The Three Musketeers by Alexandre Dumas
Nearly everyone knows The Three Musketeers, whether or not they have actually read the novel. An upcoming vacation is an opportune time to join Athos, Porthos, and Aramis on an adventure in 17th century Paris. En garde!
The Madwoman Upstairs by Catherine Lowell
This selection might be of particular interest to those who are fans of the Brontë sisters. This novel follows the last heir of the Brontë family as she embarks on a literary scavenger hunt with the aid of an Oxford professor to discover hidden secrets about her family. It’s as entertaining as it sounds!
Sing, Unburied, Sing by Jesmyn Ward
This is another recent publication. This novel is about a young boy, Jojo, and his toddler sister who live with their maternal grandparents in Mississippi. When their father is released from prison, their addict mother takes them on an arduous road trip to pick him up. This novel tackles race and racism, being haunted by one’s past, and the brutal reality of life’s many challenges.
East of Eden by John Steinbeck
If you’re vacationing in the Golden State, I urge you to grab a copy of this novel. This novel follows the lives of two families, Trasks and Hamiltons, who’ve settled in the Salinas Valley.

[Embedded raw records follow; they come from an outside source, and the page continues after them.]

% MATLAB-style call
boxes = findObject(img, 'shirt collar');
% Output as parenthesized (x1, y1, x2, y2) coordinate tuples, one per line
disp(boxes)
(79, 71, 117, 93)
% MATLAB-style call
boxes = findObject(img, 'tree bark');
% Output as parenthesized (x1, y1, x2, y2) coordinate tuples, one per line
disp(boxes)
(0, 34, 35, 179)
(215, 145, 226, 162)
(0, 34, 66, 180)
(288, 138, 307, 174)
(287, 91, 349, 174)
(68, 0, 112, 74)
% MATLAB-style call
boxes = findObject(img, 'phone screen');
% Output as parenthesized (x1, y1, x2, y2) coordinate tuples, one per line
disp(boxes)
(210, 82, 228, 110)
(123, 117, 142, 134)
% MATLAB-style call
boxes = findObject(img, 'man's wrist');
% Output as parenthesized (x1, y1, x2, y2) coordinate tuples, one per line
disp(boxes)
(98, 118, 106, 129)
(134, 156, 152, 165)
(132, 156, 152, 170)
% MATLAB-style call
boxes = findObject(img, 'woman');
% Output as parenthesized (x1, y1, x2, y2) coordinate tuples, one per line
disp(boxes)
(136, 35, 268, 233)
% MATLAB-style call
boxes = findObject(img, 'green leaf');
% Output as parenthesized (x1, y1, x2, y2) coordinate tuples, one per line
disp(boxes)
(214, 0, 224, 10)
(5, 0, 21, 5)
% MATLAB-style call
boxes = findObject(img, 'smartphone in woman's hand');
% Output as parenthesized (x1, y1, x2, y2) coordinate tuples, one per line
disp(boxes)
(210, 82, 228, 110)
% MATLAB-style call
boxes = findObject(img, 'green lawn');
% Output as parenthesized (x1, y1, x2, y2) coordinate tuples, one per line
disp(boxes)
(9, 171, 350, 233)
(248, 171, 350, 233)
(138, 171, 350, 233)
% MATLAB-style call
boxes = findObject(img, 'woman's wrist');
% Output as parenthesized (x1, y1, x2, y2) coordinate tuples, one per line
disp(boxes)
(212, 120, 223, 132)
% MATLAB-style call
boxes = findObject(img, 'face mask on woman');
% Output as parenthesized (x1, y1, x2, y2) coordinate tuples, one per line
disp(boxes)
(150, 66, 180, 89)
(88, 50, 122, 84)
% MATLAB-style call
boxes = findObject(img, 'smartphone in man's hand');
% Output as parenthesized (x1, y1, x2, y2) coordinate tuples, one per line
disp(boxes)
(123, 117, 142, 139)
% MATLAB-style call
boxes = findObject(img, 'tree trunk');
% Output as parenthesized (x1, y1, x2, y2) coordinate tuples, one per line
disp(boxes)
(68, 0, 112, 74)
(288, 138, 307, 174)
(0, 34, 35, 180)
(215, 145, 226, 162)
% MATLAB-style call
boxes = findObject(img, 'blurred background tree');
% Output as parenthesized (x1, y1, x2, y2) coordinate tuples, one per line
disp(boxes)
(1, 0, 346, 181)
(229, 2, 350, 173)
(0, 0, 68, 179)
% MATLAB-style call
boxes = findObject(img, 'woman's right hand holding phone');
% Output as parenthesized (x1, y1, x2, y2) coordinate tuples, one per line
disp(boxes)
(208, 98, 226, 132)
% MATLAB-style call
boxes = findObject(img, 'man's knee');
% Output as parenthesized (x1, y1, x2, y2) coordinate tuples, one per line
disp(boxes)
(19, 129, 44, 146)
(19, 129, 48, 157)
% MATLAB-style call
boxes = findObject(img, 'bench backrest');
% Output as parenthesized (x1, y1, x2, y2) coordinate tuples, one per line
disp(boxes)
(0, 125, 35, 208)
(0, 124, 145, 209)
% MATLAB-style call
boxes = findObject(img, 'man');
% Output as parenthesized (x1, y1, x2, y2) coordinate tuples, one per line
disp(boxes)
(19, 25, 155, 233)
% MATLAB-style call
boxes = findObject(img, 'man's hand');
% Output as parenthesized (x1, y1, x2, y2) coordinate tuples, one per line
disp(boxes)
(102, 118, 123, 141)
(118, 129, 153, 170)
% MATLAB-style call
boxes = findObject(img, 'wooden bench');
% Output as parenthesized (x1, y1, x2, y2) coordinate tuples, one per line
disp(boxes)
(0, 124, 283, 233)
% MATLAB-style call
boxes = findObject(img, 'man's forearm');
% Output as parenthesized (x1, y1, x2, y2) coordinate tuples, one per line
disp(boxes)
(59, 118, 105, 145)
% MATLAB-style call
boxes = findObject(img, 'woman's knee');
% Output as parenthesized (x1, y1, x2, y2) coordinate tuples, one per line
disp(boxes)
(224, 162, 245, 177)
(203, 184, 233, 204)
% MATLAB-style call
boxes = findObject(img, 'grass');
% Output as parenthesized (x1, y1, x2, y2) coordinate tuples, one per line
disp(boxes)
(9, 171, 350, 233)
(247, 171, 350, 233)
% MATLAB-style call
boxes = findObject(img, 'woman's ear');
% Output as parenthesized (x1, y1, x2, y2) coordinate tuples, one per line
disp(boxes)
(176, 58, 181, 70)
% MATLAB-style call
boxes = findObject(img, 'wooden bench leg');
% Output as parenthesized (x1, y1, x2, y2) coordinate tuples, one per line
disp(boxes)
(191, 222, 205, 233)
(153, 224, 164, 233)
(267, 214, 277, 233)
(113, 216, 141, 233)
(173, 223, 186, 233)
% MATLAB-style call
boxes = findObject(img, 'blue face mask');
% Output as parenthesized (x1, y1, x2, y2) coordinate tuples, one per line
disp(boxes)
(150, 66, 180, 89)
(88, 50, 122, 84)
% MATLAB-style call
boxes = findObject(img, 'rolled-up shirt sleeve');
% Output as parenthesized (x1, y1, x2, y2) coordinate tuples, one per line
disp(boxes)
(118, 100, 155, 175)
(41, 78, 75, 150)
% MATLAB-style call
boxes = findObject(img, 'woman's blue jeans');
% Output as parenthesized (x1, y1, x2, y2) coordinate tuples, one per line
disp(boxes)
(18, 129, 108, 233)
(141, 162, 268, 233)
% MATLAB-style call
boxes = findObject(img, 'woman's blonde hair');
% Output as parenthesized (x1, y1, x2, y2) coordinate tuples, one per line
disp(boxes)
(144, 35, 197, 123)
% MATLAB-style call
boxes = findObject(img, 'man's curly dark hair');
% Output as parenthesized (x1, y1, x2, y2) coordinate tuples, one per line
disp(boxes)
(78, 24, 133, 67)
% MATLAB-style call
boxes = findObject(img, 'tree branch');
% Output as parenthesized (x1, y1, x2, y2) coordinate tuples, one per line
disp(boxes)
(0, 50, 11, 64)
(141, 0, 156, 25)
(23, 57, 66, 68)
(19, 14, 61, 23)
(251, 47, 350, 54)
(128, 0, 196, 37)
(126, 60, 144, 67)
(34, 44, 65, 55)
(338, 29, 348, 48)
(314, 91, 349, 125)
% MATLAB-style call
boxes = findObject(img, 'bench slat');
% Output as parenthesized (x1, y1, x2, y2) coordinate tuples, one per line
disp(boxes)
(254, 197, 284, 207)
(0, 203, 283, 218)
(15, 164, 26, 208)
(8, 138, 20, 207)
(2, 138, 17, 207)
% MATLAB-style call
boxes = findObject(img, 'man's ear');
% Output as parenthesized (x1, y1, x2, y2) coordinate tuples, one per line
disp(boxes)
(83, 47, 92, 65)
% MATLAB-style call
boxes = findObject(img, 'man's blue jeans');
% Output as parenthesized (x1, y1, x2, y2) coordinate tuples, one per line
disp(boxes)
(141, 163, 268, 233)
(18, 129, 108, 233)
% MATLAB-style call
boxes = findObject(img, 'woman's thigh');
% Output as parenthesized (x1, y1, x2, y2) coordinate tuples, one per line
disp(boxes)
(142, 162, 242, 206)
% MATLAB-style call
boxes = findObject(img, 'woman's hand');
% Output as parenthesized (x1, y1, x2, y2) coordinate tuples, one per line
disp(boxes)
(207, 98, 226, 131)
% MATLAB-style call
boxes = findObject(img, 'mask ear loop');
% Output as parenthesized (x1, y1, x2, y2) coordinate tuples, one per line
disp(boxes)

Soak in the California sun and experience the epic literary feat that is East of Eden.
Voices from Chernobyl by Svetlana Alexievich
This book concerns the nuclear disaster that took place at the Chernobyl Nuclear Plant in Pripyat, Ukraine. Alexievich interviewed and collected stories from those impacted by this horrific event in our global history. These stories are haunting, heartbreaking and unforgettable.
Feel Free: Essays by Zadie Smith
This is a recent publication. It’s a compilation of essays on politics, culture, music, film, and literature. Smith writes about Brexit, Key & Peele, Get Out, Jay-Z, Billie Holiday, and Schopenhauer. Reading these essays feels like you’re engaging in a conversation with Smith herself – you simply can’t get enough.
The Arab of the Future by Riad Sattouf
The Arab of the Future is a graphic memoir by French-Syrian filmmaker and cartoonist Sattouf. He recounts his childhood growing up in France, Gaddafi’s Libya and Hafez al-Assad’s Syria. It’s excellent.
It Can’t Happen Here by Sinclair Lewis
Here’s a novel from the 1930s that has regained popularity given the current political climate. This satire reimagines a world where a charismatic, power-hungry politician defeats Roosevelt to become president. Building his platform on “patriotism” and “traditional” American values, the President sets the nation on a path toward totalitarianism.
The Case of Comrade Tulayev by Victor Serge
Serge is a favorite of mine when it comes to Soviet Era literature. In this novel, the murder of a high-ranking Soviet official leads to a widespread purge within the Party. Various officials are arrested and although they are not guilty of the crime in question they are far from innocent. This novel captures the system of corruption that was rampant in the Soviet Union. It’s also quite funny.
An interview with @lilit
- What’s currently on top of your #TBRpile? The Red Sphinx by Alexandre Dumas, The Legends of Khasak by O.V. Vijayan, and Auntie Poldi and the Sicilian Lions by Mario Giordano.
- What’s the one book you always go back to? There isn’t just one. What comes to mind: Shelley’s Frankenstein, Gaskell’s North and South, Salinger’s The Catcher in the Rye, and anything by Austen.
- What’s the last book you couldn’t put down? Feel Free by Zadie Smith! I couldn’t put it down.
- Corner-turner or bookmark babe? Bookmark! Bookmark! Bookmark! It hurts to see a corner folded.